Hay una alternativa «híbrida» que no da buenos resultados: la estilización del escudo original con un nivel de abstracción tan alto que pierda todo contenido y, a su vez, plantee una relación competitiva con el original: ¿cuál es el «verdadero» escudo? ¿El nuevo sustituye al anterior o simplemente lo parodia? Tal es el caso del escudo porteño que Yantorno fecha en 2008.
Barcelona, ciudad milenaria, contaba con dos escudos históricos absolutamente diferentes. La puja política entre partidos oponentes hizo que «naturalmente» cada uno defendiera un escudo distinto. Ello bloqueó un dictamen heráldico e histórico que diera prioridad a alguno de ellos. El alcalde Pasqual Maragall, salomónicamente, se inventó un tercero, «lógicamente» heráldico. Ahora tenemos tres.
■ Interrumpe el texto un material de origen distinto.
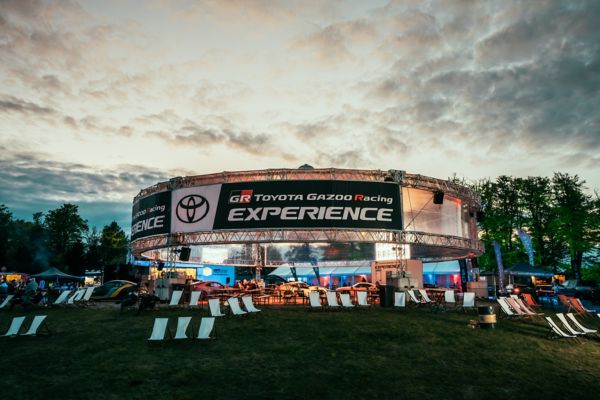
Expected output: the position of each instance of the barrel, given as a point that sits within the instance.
(487, 318)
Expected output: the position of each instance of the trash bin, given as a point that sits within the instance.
(487, 317)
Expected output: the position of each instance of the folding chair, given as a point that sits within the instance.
(38, 321)
(206, 327)
(159, 330)
(400, 299)
(6, 301)
(566, 324)
(182, 326)
(175, 298)
(332, 300)
(234, 306)
(247, 300)
(346, 302)
(214, 305)
(314, 299)
(578, 325)
(555, 332)
(61, 297)
(361, 299)
(15, 327)
(194, 297)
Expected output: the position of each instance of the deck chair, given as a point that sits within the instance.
(234, 306)
(6, 301)
(332, 300)
(175, 298)
(566, 324)
(15, 327)
(314, 299)
(38, 321)
(400, 299)
(206, 327)
(530, 301)
(526, 309)
(247, 300)
(194, 297)
(61, 297)
(182, 326)
(556, 332)
(160, 332)
(413, 297)
(582, 328)
(506, 308)
(346, 302)
(214, 305)
(361, 299)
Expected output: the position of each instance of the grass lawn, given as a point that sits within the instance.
(291, 353)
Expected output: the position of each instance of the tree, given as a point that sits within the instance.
(113, 245)
(65, 230)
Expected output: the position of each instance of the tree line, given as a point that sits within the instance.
(59, 238)
(561, 219)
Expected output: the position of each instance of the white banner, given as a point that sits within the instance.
(194, 209)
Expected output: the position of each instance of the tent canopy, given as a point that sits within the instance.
(525, 269)
(56, 274)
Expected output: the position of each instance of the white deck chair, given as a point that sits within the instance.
(214, 305)
(194, 297)
(234, 306)
(558, 333)
(571, 316)
(566, 324)
(449, 298)
(15, 327)
(425, 296)
(526, 309)
(206, 327)
(361, 299)
(468, 301)
(400, 299)
(413, 297)
(76, 296)
(175, 298)
(182, 325)
(506, 307)
(346, 302)
(38, 321)
(6, 300)
(88, 293)
(62, 297)
(247, 300)
(314, 299)
(332, 300)
(159, 330)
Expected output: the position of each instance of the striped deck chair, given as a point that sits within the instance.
(6, 301)
(557, 333)
(39, 321)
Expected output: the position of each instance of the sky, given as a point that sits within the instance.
(99, 99)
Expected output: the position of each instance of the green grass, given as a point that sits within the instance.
(291, 353)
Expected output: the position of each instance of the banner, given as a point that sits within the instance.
(309, 204)
(151, 215)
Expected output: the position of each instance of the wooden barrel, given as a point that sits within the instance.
(487, 317)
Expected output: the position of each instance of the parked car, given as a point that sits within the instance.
(114, 290)
(361, 286)
(583, 289)
(300, 288)
(206, 287)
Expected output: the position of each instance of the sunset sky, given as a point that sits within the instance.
(99, 99)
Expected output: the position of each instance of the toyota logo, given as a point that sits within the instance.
(191, 209)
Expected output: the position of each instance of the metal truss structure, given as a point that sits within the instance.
(424, 245)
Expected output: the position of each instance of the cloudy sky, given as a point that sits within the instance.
(99, 99)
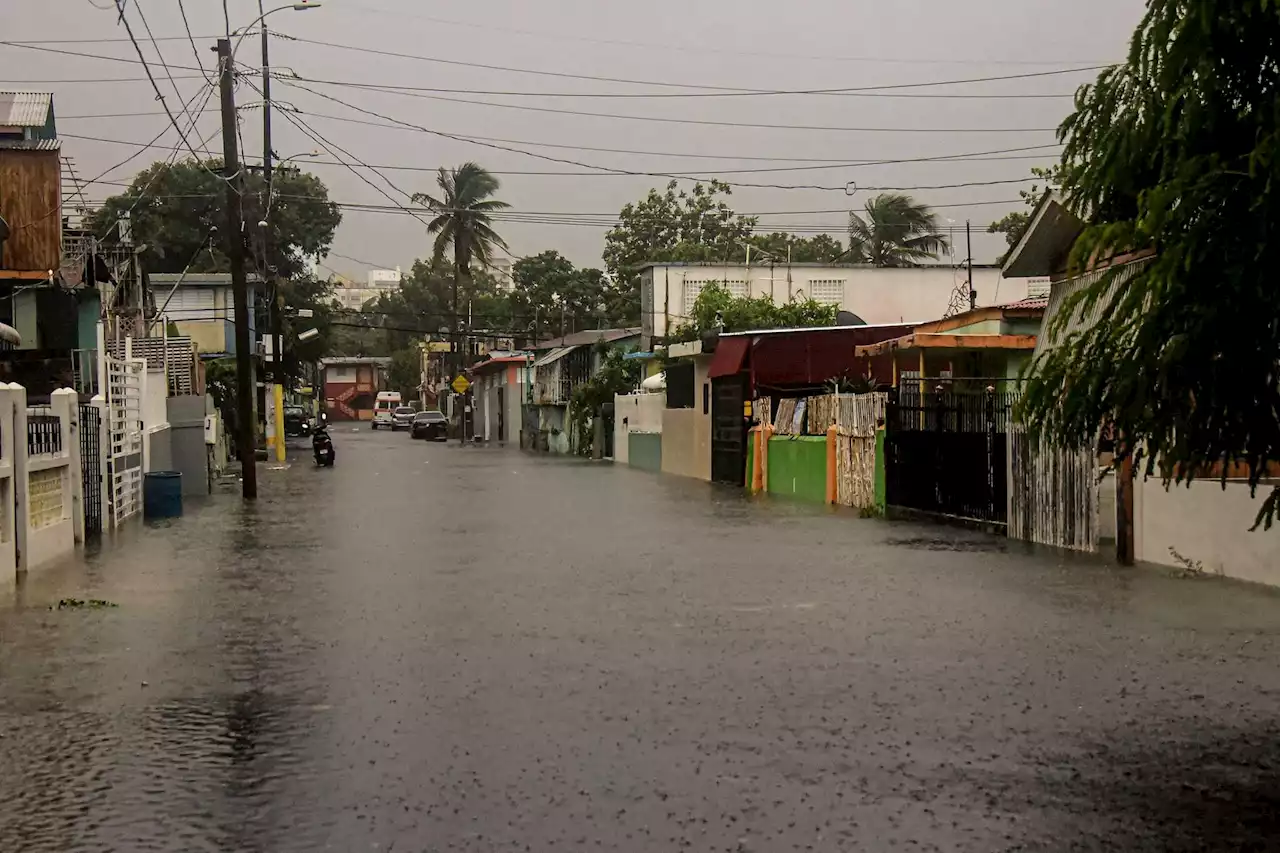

Yo tampoco haré una evaluación de la calidad gráfica de la última versión del escudo de Buenos Aires; pues ello exigiría un análisis mucho más detenido; pero sí transmito mi intriga por la desaparición de aquella enigmática ancla que, en primer plano, sobresalía de las aguas, cuando lo propio de su función es hundirse.
Como conclusión, me sumo a la crítica de Yantorno a la irresponsabilidad de directivos y diseñadores que asumen tan a la ligera un asunto cultural, institucional e histórico tan importante; y festejo la reciente recuperación del emblema histórico de Buenos Aires, quizá la única aportación válida de la lamentable gestión urbana del actual gobierno de la ciudad.